- Genre: Documentary; Nature;
- Developed by: Silverback Films
- Narrated by: Tom Selleck
- Country of origin: United States
- Original language: English
- No. of seasons: 1
- No. of episodes: 7

Production
- Executive producers: Keith Scholey; Christine Weber; Iain Riddick;
- Producers: Huw Cordey; Kristin Wilcox;

Original release
- Network: Discovery Channel
- Release: May 19 – June 16, 2013

= North America (TV series) =

North America is a miniseries that aired on the Discovery Channel. It premiered on May 19, 2013. It ran for seven episodes, and ended on June 16, 2013.

The series includes the topics of nature and its beauty on the continent of North America.

The series is the first natural history landmark series on the Discovery Channel that is internally produced. The series has also been aired on Animal Planet.

==Cast==
The series is narrated by Tom Selleck.

==Production==
The footage in North America was taken from environments throughout the continent, mainly from Canada, the United States, and Central America. Filming took three years.

==Episodes==

| No. | Title | Locations | Air date | Viewers (millions) |
|---|---|---|---|---|
| 1 | "Born to Be Wild" | Aleutian Islands; Great Basin Desert; Costa Rica; Labrador; Grand Tetons; | May 19, 2013 | 3.44 |
| 2 | "No Place to Hide" | Canadian Prairies; The Great Plains; The Badlands; The Black Hills; | May 19, 2013 | 3.44 |
| 3 | "Learn Young or Die" | Canadian Prairies; Grand Tetons; Kodiak Island; Saint Elias Mountains; Appalachian Mountains; Sierra Nevadas; Coast Mountains; Yellowstone National Park; | May 26, 2013 | 1.98 |
| 4 | "The Savage Edge" | California Coast; The Everglades; Florida Coast; Mid-Atlantic Coast; Mississippi River; | June 2, 2013 | 2.35 |
| 5 | "Outlaws and Skeletons" | Great Basin Desert; Death Valley; Sonoran Desert; Monument Valley; Grand Canyon; Gran Desierto de Altar; | June 9, 2013 | 2.20 |
| 6 | "North America: Revealed" | Behind the Scenes | June 16, 2013 | 1.84 |
| 7 | "North America: Top 10" | Clip show | June 16, 2013 | 1.64 |

==Reception==

===Critical reception===
North America received a 71 out of 100 from Metacritic, indicating generally positive reviews.

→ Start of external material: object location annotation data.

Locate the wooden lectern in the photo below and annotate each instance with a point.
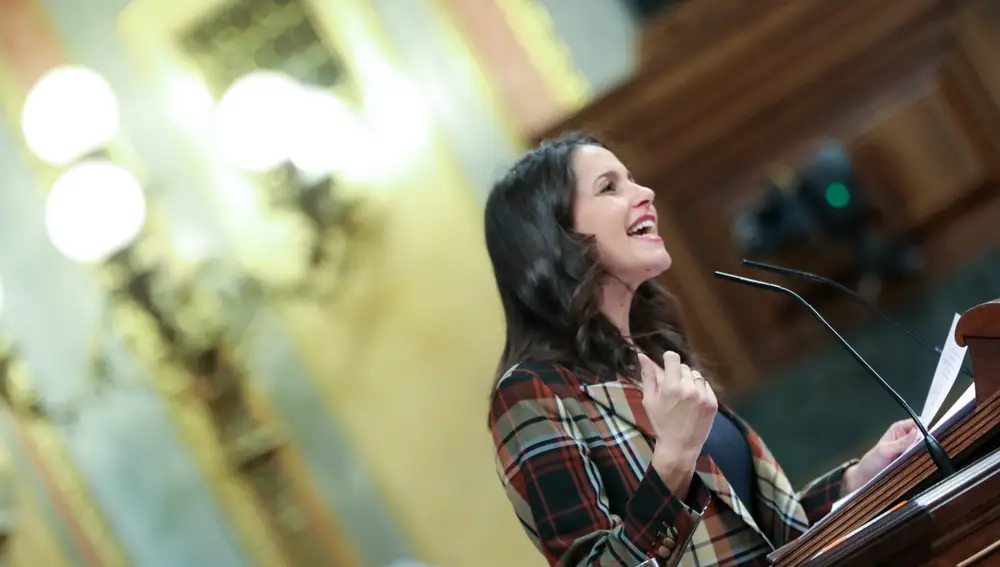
(913, 518)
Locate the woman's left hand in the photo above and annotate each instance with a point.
(897, 439)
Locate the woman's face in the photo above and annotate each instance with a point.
(619, 213)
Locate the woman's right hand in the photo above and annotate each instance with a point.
(681, 407)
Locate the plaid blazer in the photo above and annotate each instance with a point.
(573, 453)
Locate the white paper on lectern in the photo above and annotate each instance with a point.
(961, 408)
(949, 365)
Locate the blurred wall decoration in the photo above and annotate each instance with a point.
(251, 315)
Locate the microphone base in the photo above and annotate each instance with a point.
(939, 456)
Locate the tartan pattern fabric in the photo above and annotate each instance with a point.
(573, 454)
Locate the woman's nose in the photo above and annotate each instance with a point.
(643, 196)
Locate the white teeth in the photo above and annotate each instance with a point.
(646, 224)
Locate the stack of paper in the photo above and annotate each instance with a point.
(948, 368)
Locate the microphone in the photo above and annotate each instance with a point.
(816, 278)
(934, 448)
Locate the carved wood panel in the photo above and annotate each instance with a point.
(912, 89)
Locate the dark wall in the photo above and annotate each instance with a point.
(826, 409)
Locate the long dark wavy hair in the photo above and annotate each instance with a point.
(550, 279)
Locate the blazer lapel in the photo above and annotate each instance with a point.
(622, 400)
(780, 512)
(712, 478)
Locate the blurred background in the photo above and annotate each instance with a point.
(247, 315)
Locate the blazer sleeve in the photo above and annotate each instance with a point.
(818, 497)
(557, 492)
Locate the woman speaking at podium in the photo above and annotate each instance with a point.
(610, 443)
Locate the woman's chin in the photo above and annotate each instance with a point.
(654, 268)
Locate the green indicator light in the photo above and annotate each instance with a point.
(837, 195)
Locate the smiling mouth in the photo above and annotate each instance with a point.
(644, 230)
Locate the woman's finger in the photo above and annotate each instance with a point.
(671, 366)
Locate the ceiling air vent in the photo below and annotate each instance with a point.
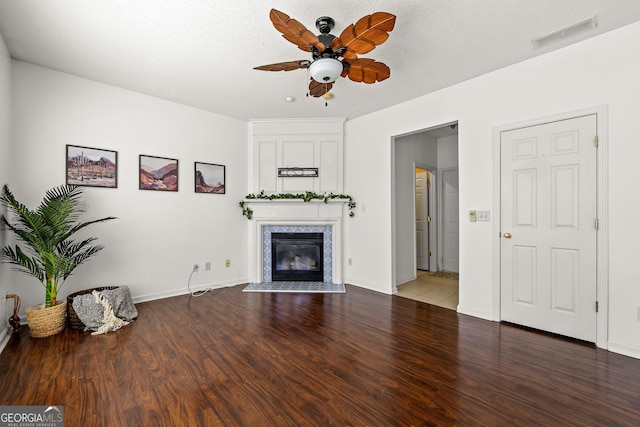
(570, 30)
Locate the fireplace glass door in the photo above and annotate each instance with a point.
(297, 257)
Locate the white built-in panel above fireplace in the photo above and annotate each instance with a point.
(295, 216)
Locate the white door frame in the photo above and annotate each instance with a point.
(434, 204)
(441, 214)
(602, 239)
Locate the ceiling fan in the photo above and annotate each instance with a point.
(333, 56)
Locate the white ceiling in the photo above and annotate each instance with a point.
(202, 52)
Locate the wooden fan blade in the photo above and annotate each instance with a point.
(368, 71)
(317, 89)
(370, 31)
(284, 66)
(295, 32)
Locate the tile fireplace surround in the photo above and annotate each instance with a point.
(295, 216)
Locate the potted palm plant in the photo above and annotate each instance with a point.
(45, 248)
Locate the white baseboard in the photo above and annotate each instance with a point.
(475, 313)
(184, 291)
(624, 349)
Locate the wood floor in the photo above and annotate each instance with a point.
(357, 359)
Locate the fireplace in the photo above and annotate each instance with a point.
(297, 257)
(291, 216)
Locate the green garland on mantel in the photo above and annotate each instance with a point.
(305, 197)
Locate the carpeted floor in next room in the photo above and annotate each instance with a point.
(436, 288)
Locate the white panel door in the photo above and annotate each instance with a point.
(548, 234)
(450, 221)
(422, 220)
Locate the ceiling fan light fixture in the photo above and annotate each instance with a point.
(325, 70)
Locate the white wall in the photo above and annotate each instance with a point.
(594, 72)
(159, 235)
(6, 308)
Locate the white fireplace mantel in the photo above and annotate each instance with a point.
(294, 213)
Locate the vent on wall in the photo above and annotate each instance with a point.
(569, 30)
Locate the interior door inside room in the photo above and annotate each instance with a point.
(424, 220)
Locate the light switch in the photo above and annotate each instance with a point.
(484, 216)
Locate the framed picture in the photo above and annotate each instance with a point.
(158, 173)
(209, 178)
(91, 167)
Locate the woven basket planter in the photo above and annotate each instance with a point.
(72, 318)
(45, 322)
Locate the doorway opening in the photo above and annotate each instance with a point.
(426, 224)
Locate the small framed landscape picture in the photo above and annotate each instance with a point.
(158, 173)
(209, 178)
(92, 167)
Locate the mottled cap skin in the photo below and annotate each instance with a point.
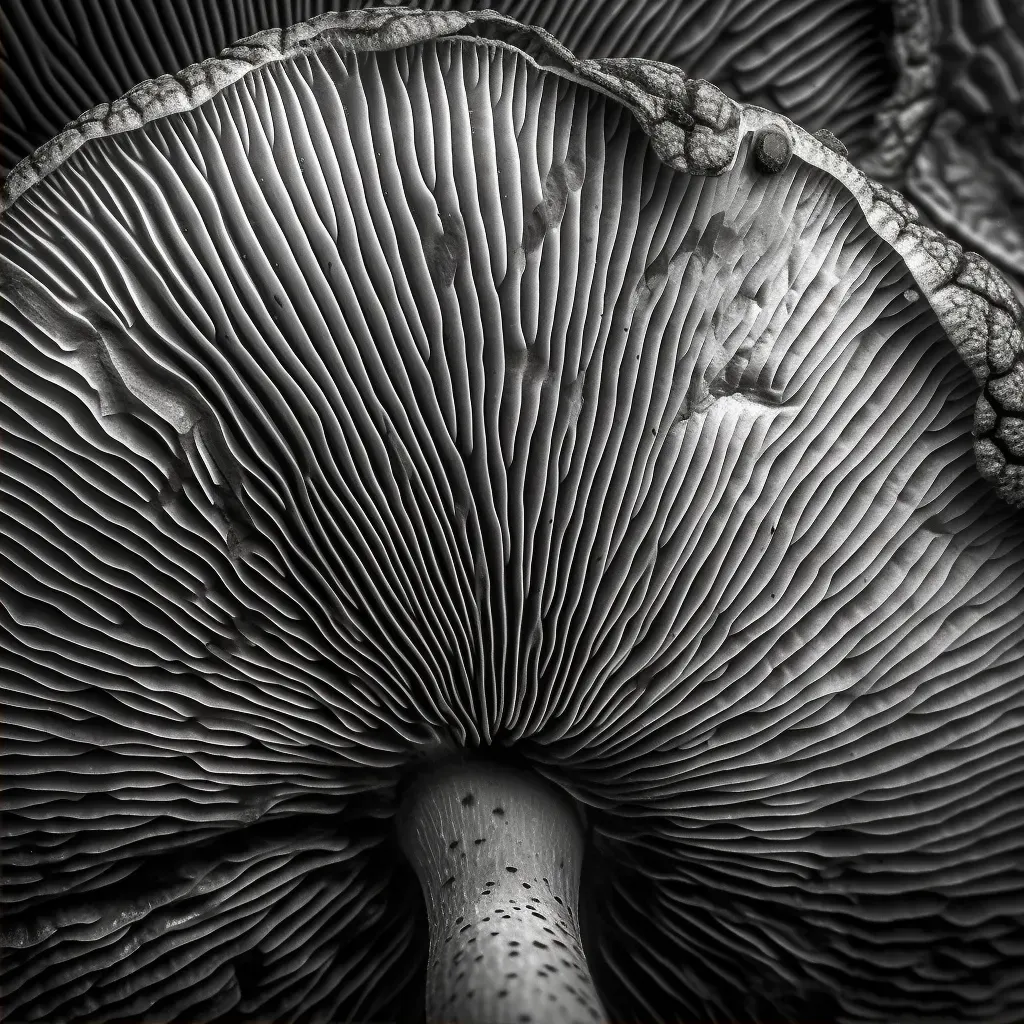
(380, 391)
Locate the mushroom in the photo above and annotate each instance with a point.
(411, 441)
(951, 134)
(822, 62)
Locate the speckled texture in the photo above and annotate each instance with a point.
(499, 852)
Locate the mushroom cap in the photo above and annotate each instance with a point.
(951, 134)
(71, 56)
(376, 391)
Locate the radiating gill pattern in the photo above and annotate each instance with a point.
(393, 402)
(822, 65)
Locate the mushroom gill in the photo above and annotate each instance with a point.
(386, 408)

Robert Lloyd of the Los Angeles Times stated that the special effects were "corny" at times; however, he commended the filming, stating that the documentary was "gorgeous from first to last."

After viewing the first episode, Television Blends Kelly West stated "North America dazzle[s] us with beautiful landscape views of different locations across the continent" and that it is "an educational experience as we witness North American wildlife in all its natural glory."

===Ratings===
North America premiered to a 1.0 rating in the Adults 18-49 demographic and 3.443 million overall viewers. It ended at about half of its premiere totals in both, with a 0.5 rating and 1.64 million viewers.

| Episode | Air date | Rating (18–49) | Viewers (millions) | Weekly Ranking (viewers) | Source |
|---|---|---|---|---|---|
| 1 & 2^{1} | May 19, 2013 | 1.0 | 3.44 | 16 |  |
| 3 | May 26, 2013 | 0.6 | 1.98 | < 25 |  |
| 4 | June 2, 2013 | 0.7 | 2.35 | < 25 |  |
| 5 | June 9, 2013 | 0.6 | 2.20 | < 25 |  |
| 6 | June 16, 2013 | 0.6 | 1.84 | < 25 |  |
| 7 | June 16, 2013 | 0.5 | 1.64 | < 25 |  |

^{1} – Separate ratings for episodes 1 and 2, which aired adjacent to each other, were not released.

==International distribution==
In the United Kingdom, North America airs on the Discovery Channel. In the British version, the voice-over was re-dubbed and spoken by Chiwetel Ejiofor.

In Canada, the series airs on the Discovery Channel. In The Netherlands, the series airs on the Discovery Channel and is narrated by Rutger Hauer.

In Brazil, the series airs on the Discovery Channel and is narrated by Brazilian singer Seu Jorge.